Compramos nossa primeira casa nas encostas rochosas cobertas de neblina de Whidby Island,
Washington, e nos instalamos para nossa estadia de três anos. Na época, a vida militar me
convinha na medida em que me permitia voar. E eu sabia que aeronaves e naves espaciais seriam
o próximo meio de exploração do homem, assim como o cavalo e a nave haviam sido no passado.

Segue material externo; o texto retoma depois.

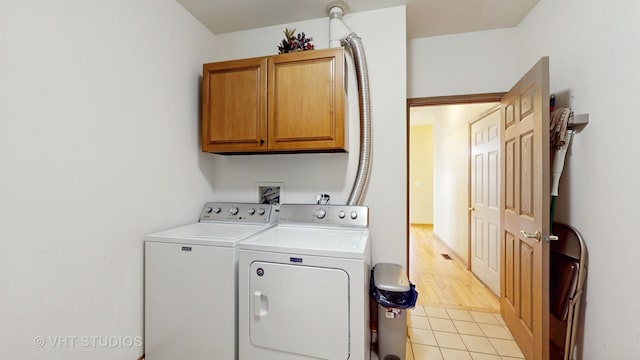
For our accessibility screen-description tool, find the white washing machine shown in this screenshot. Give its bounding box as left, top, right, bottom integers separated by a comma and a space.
238, 204, 371, 360
144, 203, 276, 360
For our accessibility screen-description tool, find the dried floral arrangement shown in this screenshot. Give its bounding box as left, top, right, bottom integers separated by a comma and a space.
278, 28, 314, 54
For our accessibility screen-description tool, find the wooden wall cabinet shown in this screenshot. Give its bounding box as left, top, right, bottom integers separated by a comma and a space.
202, 48, 348, 154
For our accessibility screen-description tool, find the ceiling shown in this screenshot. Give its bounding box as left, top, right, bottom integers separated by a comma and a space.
177, 0, 539, 39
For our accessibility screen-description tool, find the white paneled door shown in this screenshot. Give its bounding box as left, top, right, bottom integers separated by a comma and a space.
469, 105, 500, 296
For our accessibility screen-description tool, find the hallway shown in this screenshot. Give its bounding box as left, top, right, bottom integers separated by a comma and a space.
409, 225, 500, 313
406, 225, 524, 360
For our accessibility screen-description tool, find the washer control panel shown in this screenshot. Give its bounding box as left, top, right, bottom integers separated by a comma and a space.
278, 204, 369, 228
200, 202, 277, 224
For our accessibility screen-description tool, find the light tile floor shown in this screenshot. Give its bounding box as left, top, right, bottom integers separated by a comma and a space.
406, 305, 524, 360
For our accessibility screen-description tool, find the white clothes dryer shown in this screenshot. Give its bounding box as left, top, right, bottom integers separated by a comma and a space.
144, 202, 276, 360
238, 204, 371, 360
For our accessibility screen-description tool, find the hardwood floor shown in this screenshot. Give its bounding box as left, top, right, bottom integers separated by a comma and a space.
409, 225, 500, 312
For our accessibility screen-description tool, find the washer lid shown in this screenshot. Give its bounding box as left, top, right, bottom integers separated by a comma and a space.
145, 222, 273, 247
239, 225, 369, 260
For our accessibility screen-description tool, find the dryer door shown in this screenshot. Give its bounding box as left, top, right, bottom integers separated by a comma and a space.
249, 261, 349, 359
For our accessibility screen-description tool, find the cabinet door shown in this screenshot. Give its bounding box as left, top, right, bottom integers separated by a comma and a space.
202, 58, 267, 153
268, 49, 345, 151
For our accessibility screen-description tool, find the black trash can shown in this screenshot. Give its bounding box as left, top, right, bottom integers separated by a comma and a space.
369, 263, 418, 360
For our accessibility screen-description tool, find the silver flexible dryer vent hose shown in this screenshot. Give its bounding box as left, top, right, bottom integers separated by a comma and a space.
343, 32, 373, 205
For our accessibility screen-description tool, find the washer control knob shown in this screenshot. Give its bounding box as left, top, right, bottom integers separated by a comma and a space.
316, 209, 327, 219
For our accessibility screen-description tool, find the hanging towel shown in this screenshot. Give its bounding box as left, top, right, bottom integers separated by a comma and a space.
549, 108, 573, 150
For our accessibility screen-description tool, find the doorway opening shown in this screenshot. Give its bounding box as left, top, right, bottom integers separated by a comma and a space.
407, 93, 504, 311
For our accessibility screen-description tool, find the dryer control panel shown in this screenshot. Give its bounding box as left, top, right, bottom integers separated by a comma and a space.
200, 202, 276, 224
278, 204, 369, 228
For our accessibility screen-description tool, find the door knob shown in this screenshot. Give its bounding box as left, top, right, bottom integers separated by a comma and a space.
520, 230, 542, 241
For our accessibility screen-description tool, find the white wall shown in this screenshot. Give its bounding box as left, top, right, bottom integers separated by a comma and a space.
433, 105, 471, 260
0, 0, 215, 360
409, 125, 434, 224
517, 0, 640, 360
212, 6, 406, 265
407, 28, 519, 98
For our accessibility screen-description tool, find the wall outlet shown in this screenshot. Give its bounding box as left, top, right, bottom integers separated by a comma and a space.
256, 182, 284, 204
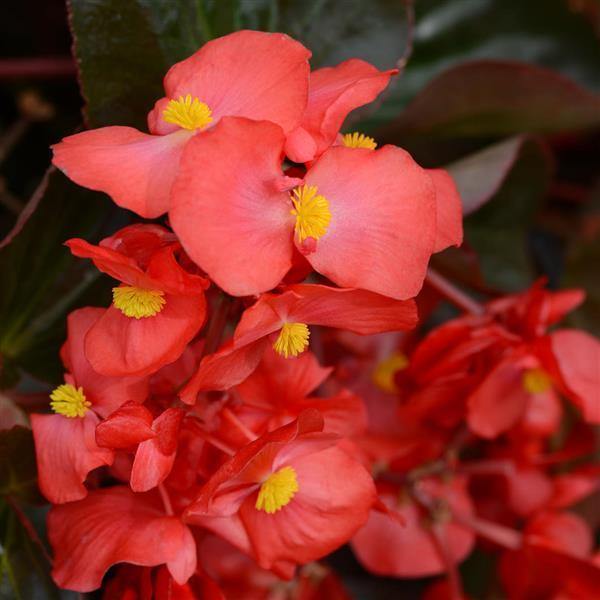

Mesmo quando jovem, com 20 e poucos anos, suponho que secretamente mantinha o sonho de ser
um desses exploradores.

Durante três anos no Pacífico voei várias aeronaves que desempenhariam pequenos papéis no
conflito coreano e na Guerra Fria. Foi uma época tensa, não só para os americanos em geral, mas
também para os jovens enviados para aquele canto obscuro do globo. No final de minha primeira
missão no exterior, nosso avião foi atacado por interceptadores durante uma patrulha noturna de
rotina perto da cidade de Xangai. O operador de radar em minha aeronave nos informou que dois
jatos estavam se aproximando rapidamente em posição de ataque. De alguma forma, eu antecipei
o que estava prestes a acontecer - talvez por algum senso de intuição - porque assim que eu
empurrei os controles para a frente, enviando o P2V para um mergulho, meu copiloto e eu vimos as
balas de rastreamento incandescentes de um dos jatos sobrevoar. Chamá-lo de perto seria
minimizar a ameaça. Mas foi assim para muitos dos homens ao meu redor em suas rotinas diárias.
A vida nas forças armadas pode significar confiar nessa vaga faculdade de intuição regularmente,
se não diariamente. Isso parecia representar a natureza fundamental dos tempos; era como se
todos os eventos ocorressem em rápida sucessão, e era preciso instinto para navegar no curso de
uma vida. Imediatamente após meu retorno aos Estados Unidos, fui transferido para o serviço de
transporte em San Diego e uma nova missão. Louise mal tinha acabado de transformar nossa casa
em um lar quando estávamos novamente em movimento.